In some embodiments, the present disclosure provides the minimal exon context requirements for intron activity, such that the use of loopable translator system imposes minimal scar sequences at the junction site (See, FIG. 5E). In some aspects of the genetic construct. mRNA circularization can be accomplished with a scar as small as two amino acids at the junction region. In one aspect of the genetic construct, the 5′-exon context sequence includes at least 5 codons.

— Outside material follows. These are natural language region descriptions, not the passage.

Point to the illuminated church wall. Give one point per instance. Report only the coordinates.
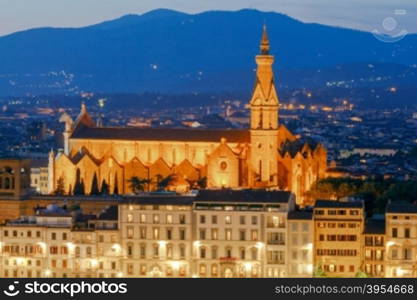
(266, 155)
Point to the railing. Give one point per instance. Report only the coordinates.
(275, 262)
(276, 242)
(274, 225)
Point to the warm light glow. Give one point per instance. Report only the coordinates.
(116, 247)
(259, 244)
(162, 243)
(248, 266)
(70, 246)
(175, 265)
(400, 272)
(308, 246)
(94, 263)
(42, 244)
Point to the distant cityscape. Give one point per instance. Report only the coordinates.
(367, 142)
(312, 176)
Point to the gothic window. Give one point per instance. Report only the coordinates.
(7, 183)
(223, 165)
(174, 156)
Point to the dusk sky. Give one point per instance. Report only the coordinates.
(16, 15)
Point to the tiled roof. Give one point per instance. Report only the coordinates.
(375, 226)
(338, 204)
(300, 215)
(261, 196)
(162, 134)
(401, 207)
(110, 213)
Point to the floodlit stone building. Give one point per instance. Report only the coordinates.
(401, 240)
(264, 155)
(219, 233)
(338, 237)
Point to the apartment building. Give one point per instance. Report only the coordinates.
(300, 243)
(374, 246)
(215, 233)
(51, 244)
(221, 233)
(401, 240)
(242, 234)
(338, 237)
(157, 238)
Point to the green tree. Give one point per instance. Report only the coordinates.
(104, 188)
(202, 182)
(60, 187)
(137, 184)
(79, 184)
(164, 182)
(361, 274)
(319, 272)
(94, 186)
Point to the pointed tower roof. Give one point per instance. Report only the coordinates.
(84, 117)
(264, 42)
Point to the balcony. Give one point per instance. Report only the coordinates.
(276, 242)
(275, 225)
(275, 262)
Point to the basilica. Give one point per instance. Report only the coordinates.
(266, 155)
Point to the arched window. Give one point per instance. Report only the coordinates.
(203, 252)
(7, 183)
(214, 252)
(214, 270)
(242, 253)
(174, 156)
(228, 252)
(182, 251)
(203, 270)
(169, 251)
(254, 253)
(130, 249)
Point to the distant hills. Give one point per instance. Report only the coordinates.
(172, 52)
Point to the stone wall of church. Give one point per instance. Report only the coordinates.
(96, 164)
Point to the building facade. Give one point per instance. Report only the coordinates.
(401, 240)
(215, 234)
(264, 155)
(338, 237)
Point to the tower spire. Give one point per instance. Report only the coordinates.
(264, 42)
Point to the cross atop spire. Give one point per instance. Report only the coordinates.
(264, 42)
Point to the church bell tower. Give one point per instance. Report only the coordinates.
(264, 120)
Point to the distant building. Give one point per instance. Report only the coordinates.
(300, 243)
(401, 240)
(374, 247)
(39, 176)
(338, 237)
(14, 178)
(265, 155)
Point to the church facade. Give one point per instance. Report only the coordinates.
(266, 155)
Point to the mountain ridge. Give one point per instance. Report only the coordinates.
(171, 51)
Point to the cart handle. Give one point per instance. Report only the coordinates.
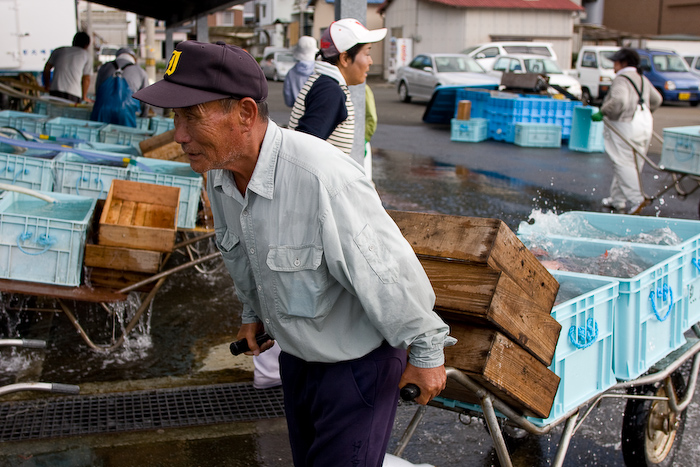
(582, 337)
(666, 290)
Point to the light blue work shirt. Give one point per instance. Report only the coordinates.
(316, 258)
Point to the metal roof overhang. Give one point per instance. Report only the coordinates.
(173, 12)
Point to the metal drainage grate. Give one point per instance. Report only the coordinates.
(139, 410)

In another aspect, the 5′-exon context sequence includes at least 4 codons. In another aspect, the 5′-exon context sequence includes at least 3 codons. In another aspect, the 5′-exon context sequence includes at least 2 codons. In another aspect, the 5′-exon context sequence includes at least 1 codon. In another aspect, the 5′-exon context sequence includes GAU, GUU, UUC, UUG, and GGU. In yet another aspect, the 5′-exon context sequence includes GUU, UUC, UUG, and GGU. In still a further aspect, the 5′-exon context sequence includes UUC, UUG, and GGU. In still yet a further aspect, the 5′-exon context sequence includes UUG and GGU. In yet still a further aspect, the 5′-exon context sequence includes GGU. In one aspect of the genetic construct, the 5′ exon context sequence includes at least one codon, GGU (glycine). In certain aspects, P1 (the beginning of the intron) requires (i) GGU (glycine) at the end of the N-terminal portion of the gene of interest (in the rearranged topology. C-terminal otherwise), and (ii) a total of 4 Watson-Crick (WC) base pairs in the P1 stem. Moreover, the IGS can be mutagenized to achieve the requisite number of WC base pairs at targeted positions. However, if the gene of the interest includes GGU (glycine) at the end of the N-terminal portion (in the rearranged topology, C-terminal otherwise), the 5′-exon context sequence does not need to include any codons. In some aspects, one example of a gene of interest that includes GGU is the GFP gene/super-folder GFP gene. Amino acid residues 50-52 of GFP are Thr-Thr-Gly, which are encoded by ACC/ACC/GGU, a sequence that conserves the three critical nucleotides (GGU) immediately prior to the intron. If the gene of the interest is a GFP gene, all 5 codons of its 5′-exon context sequence can be removed. In the case of the genetic construct having a GFP gene, the 5′-exon context sequence does not have to include any codons.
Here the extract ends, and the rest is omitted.